Pour le moment, il n’y a pas de Stratégie nationale autour de l’alimentation du nourrisson et du jeune enfant. Le gouvernement camerounais a organisé récemment avec l’appui de tous ses partenaires un atelier de lutte contre la malnutrition chronique. L’un des résultats de cet atelier est la formulation d’une Stratégie nationale pour l’alimentation du nourrisson et du jeune enfant, ce qui va nous permettre évidemment d’avoir des actions encore plus fortes pour tout ce qui est promotion de la bonne nutrition mais particulièrement de l’allaitement maternel exclusif. Pour ce faire, tout le travail au niveau du cadre normatif, les politiques, les stratégies, les plans, c’est une condition sine qua non, mais au final, les mamans sont dans les communautés, dans leurs familles et donc, nous avons aussi toute une partie de nos activités qui vise l’information, l’éducation, l’adoption des comportements appropriés au niveau de nos communautés prioritaires. Et notre programme de coopération a quatre régions prioritaires que sont les trois régions du septentrion et la région de l’Est. Mais il y a d’autres partenaires qui apportent leur appui au gouvernement, qui ont des actions dans les autres régions du pays.
Quelles sont les retombées de l’allaitement maternel sur les plans économique et social ?

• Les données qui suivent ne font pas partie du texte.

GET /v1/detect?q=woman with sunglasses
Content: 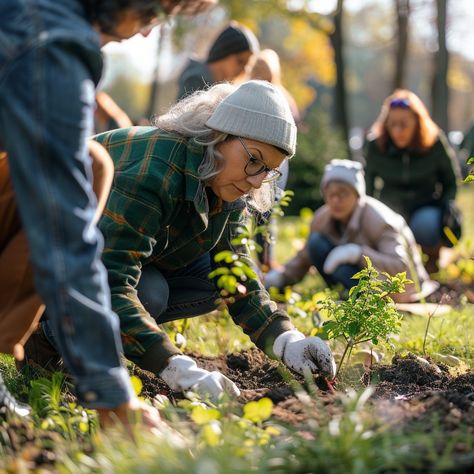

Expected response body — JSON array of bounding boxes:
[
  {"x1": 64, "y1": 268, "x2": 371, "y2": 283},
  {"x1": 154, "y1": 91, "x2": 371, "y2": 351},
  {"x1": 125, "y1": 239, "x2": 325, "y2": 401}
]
[
  {"x1": 27, "y1": 81, "x2": 334, "y2": 399},
  {"x1": 365, "y1": 89, "x2": 459, "y2": 273}
]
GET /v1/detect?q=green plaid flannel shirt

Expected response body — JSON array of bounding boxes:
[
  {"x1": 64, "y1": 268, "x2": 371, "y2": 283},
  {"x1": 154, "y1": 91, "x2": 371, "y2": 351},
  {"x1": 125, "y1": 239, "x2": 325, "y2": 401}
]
[{"x1": 94, "y1": 127, "x2": 293, "y2": 372}]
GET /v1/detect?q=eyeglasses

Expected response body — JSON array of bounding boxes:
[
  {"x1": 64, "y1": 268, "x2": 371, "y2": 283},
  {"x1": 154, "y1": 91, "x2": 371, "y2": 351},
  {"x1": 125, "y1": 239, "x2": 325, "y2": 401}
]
[
  {"x1": 237, "y1": 137, "x2": 282, "y2": 183},
  {"x1": 390, "y1": 99, "x2": 410, "y2": 109}
]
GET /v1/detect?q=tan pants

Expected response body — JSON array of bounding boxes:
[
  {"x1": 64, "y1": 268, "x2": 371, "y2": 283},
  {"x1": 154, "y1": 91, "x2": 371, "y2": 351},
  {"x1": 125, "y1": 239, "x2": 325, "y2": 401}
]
[{"x1": 0, "y1": 142, "x2": 114, "y2": 360}]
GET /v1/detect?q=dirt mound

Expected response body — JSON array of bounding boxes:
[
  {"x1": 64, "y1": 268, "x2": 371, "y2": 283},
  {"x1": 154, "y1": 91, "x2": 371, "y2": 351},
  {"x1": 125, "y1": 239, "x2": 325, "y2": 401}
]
[{"x1": 371, "y1": 354, "x2": 450, "y2": 397}]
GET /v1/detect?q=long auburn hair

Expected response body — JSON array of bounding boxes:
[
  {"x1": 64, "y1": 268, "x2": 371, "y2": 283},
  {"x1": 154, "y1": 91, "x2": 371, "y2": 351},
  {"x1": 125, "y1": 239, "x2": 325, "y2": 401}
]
[{"x1": 369, "y1": 89, "x2": 440, "y2": 153}]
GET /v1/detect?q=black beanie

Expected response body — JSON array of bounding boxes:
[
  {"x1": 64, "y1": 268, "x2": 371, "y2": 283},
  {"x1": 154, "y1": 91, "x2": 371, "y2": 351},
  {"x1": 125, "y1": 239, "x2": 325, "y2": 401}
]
[{"x1": 207, "y1": 23, "x2": 260, "y2": 63}]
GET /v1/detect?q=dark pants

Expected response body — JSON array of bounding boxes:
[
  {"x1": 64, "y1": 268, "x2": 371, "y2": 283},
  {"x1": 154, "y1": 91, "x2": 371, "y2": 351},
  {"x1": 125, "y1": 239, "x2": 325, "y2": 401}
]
[{"x1": 137, "y1": 253, "x2": 219, "y2": 324}]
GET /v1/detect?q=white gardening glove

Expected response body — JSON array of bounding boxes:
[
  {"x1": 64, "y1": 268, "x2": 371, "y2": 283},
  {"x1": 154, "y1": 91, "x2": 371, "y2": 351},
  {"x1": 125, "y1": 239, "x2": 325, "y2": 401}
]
[
  {"x1": 323, "y1": 244, "x2": 362, "y2": 275},
  {"x1": 160, "y1": 355, "x2": 240, "y2": 401},
  {"x1": 263, "y1": 270, "x2": 285, "y2": 290},
  {"x1": 273, "y1": 329, "x2": 336, "y2": 379}
]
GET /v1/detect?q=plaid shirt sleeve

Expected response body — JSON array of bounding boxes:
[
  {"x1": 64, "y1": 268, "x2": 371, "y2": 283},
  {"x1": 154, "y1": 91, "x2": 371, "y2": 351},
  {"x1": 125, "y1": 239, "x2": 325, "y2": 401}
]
[{"x1": 94, "y1": 130, "x2": 179, "y2": 366}]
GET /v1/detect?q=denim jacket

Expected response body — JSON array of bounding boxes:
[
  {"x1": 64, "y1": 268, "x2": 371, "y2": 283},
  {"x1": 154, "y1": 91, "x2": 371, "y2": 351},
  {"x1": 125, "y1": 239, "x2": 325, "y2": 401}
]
[{"x1": 95, "y1": 127, "x2": 292, "y2": 372}]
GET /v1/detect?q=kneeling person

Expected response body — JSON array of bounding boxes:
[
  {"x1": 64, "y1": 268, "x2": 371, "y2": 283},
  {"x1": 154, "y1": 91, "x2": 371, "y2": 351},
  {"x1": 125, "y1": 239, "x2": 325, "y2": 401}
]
[
  {"x1": 265, "y1": 160, "x2": 438, "y2": 302},
  {"x1": 26, "y1": 81, "x2": 335, "y2": 399}
]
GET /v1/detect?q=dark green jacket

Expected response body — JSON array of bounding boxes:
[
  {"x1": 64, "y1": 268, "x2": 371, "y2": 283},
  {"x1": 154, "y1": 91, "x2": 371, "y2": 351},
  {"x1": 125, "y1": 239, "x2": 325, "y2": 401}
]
[
  {"x1": 95, "y1": 127, "x2": 293, "y2": 373},
  {"x1": 365, "y1": 134, "x2": 459, "y2": 219}
]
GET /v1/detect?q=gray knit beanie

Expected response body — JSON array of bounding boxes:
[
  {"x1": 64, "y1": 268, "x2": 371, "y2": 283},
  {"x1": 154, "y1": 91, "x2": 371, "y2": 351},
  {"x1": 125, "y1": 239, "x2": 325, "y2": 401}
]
[
  {"x1": 207, "y1": 22, "x2": 260, "y2": 63},
  {"x1": 206, "y1": 81, "x2": 296, "y2": 158},
  {"x1": 321, "y1": 160, "x2": 365, "y2": 197}
]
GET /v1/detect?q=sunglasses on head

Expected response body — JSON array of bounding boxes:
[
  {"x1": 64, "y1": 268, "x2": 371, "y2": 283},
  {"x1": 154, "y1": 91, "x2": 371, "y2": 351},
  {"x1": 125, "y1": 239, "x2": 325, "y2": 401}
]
[{"x1": 390, "y1": 99, "x2": 410, "y2": 109}]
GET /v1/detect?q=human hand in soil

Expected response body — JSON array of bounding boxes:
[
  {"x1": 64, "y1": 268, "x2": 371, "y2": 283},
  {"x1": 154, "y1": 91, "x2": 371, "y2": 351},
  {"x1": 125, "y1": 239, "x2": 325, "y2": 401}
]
[
  {"x1": 273, "y1": 329, "x2": 336, "y2": 379},
  {"x1": 160, "y1": 355, "x2": 240, "y2": 401},
  {"x1": 263, "y1": 270, "x2": 285, "y2": 290},
  {"x1": 97, "y1": 398, "x2": 162, "y2": 434}
]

La principale retombée est sanitaire. Si un enfant a une bonne alimentation dès la naissance, il est mieux armé pour faire face aux maladies. Mais l’alimentation du nourrisson et du jeune enfant notamment pendant les 1000 premiers jours de sa vie est particulièrement importante pour son développement cognitif. Une mauvaise alimentation peut avoir des conséquences irrémédiables sur le développement du cerveau de l’enfant. Donc, il sera moins apte à étudier. Sur le plan économique, des études prouvent que si l’on investi un dollar sur la promotion de l’allaitement maternel exclusif- l’allaitement de l’allaitement maternel est gratuit, c’est le lait de la maman. Mais la promotion a un coût, un dollar investi dans ce domaine maintenant peut avoir 35 dollars de retombés économiques quand l’enfant grandi. Donc, ça vaut la peine d’investir un dollar sur la promotion et l’encouragement des mamans à nourrir leur enfant exclusivement au sein. Par la suite, cela peut permettre de faire des économies de 35 dollars sur sa santé, son éducation et sur ces activités. Nous sommes là pour apporter notre appui. Cela fait parti de nos priorités. La lutte contre la malnutrition chronique est une priorité du gouvernement, c’est une priorité de l’Unicef. Et l’allaitement maternel exclusif s’inscrit dans le cadre de la lutte contre la malnutrition chronique.